Claudia Linders, Thijs van Hees Tuin en Landschapsarchitectuur, Goudstikker – de Vries

Lisette van de Pavoordt

Exploring composition

The former Huis te Wiel estate is located in the outer dyke area of the Rhine in the Betuwe and is surrounded by a moat. The existing farm – a national monument – is respected as the most important building. The hierarchy is reinforced by constructing the new buildings as derivatives of the farm; its slanted roof and the different directions of the ridges of the front of the house and of the attached barn are copied in the design of the new buildings.

Connecting to the agricultural past

The design reflects the different layers of the estate’s rich history. The materialization of the modest new buildings makes reference to the agricultural past and is inspired by the characteristic agricultural complexes in the Betuwe. The central courtyard and the composition of the ensemble of buildings refer to the past of the estate Huis te Wiel. With the addition of the two new homes and the barn, Huist te Wiel is being revitalized and turned into a contemporary estate.

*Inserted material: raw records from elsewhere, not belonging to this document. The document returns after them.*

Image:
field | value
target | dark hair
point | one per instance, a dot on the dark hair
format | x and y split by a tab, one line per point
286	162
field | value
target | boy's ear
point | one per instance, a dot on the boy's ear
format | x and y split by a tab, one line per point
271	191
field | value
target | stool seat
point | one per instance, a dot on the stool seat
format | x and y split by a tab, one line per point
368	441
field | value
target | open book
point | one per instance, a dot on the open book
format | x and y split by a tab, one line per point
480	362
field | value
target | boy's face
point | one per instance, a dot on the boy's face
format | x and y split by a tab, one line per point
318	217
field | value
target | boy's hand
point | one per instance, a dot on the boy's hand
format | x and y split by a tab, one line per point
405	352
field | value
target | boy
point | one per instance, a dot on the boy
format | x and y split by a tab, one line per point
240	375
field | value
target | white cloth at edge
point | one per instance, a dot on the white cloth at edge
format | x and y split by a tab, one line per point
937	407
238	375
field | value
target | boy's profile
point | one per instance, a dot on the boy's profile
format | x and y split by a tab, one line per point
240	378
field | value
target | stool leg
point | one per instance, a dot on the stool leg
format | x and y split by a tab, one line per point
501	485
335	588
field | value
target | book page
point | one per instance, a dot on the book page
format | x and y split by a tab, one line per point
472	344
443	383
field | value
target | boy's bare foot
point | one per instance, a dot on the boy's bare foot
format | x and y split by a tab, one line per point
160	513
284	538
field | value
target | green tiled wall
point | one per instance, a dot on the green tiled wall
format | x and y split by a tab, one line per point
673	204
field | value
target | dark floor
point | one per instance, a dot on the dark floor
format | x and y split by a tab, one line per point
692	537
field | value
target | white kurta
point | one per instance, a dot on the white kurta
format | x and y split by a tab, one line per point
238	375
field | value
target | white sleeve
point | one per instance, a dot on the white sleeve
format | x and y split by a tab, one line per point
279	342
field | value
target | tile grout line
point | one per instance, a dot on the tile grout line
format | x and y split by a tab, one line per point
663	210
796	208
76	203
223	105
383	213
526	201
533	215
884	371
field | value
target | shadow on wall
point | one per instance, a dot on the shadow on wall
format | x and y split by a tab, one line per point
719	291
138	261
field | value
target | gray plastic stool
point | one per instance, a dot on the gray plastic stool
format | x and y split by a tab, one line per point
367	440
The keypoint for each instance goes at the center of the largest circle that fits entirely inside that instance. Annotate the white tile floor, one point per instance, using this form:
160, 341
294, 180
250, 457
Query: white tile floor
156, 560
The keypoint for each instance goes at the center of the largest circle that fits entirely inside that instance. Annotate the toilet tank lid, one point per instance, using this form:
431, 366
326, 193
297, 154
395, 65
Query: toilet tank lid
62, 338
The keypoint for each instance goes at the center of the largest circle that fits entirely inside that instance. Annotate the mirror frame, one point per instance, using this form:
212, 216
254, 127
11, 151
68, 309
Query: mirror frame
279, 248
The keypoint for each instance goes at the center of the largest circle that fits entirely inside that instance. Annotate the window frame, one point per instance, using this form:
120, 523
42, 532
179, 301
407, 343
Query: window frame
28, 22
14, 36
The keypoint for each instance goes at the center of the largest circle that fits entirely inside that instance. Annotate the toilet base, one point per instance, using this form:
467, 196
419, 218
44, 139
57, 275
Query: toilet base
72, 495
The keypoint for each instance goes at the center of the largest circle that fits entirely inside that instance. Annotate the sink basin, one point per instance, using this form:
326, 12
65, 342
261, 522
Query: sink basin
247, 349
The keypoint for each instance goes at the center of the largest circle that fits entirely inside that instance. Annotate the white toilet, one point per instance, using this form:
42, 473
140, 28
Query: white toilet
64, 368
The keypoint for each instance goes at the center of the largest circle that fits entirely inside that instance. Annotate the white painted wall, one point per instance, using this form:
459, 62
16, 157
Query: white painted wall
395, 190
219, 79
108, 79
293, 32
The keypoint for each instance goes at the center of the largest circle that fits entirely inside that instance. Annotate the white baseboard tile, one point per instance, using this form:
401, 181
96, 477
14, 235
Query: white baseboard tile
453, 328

Creating a contemporary ensemble

The master plan for Huis te Wiel consists of a clear and uncomplicated architectural design for the building volumes, with constructions made out of a repetition of steel trusses that carry a zinc roof. The black finished wooden facades refer to the characteristic barns from the Betuwe area. Unity and coherence between the buildings is enhanced by the addition of structuring elements – decking and elevations – that mark the transition between collective and private and combine the different houses into a whole. The layout of the courtyard contains various elements, such as a hedge, formal sections with plants, which also refer to the history of this location.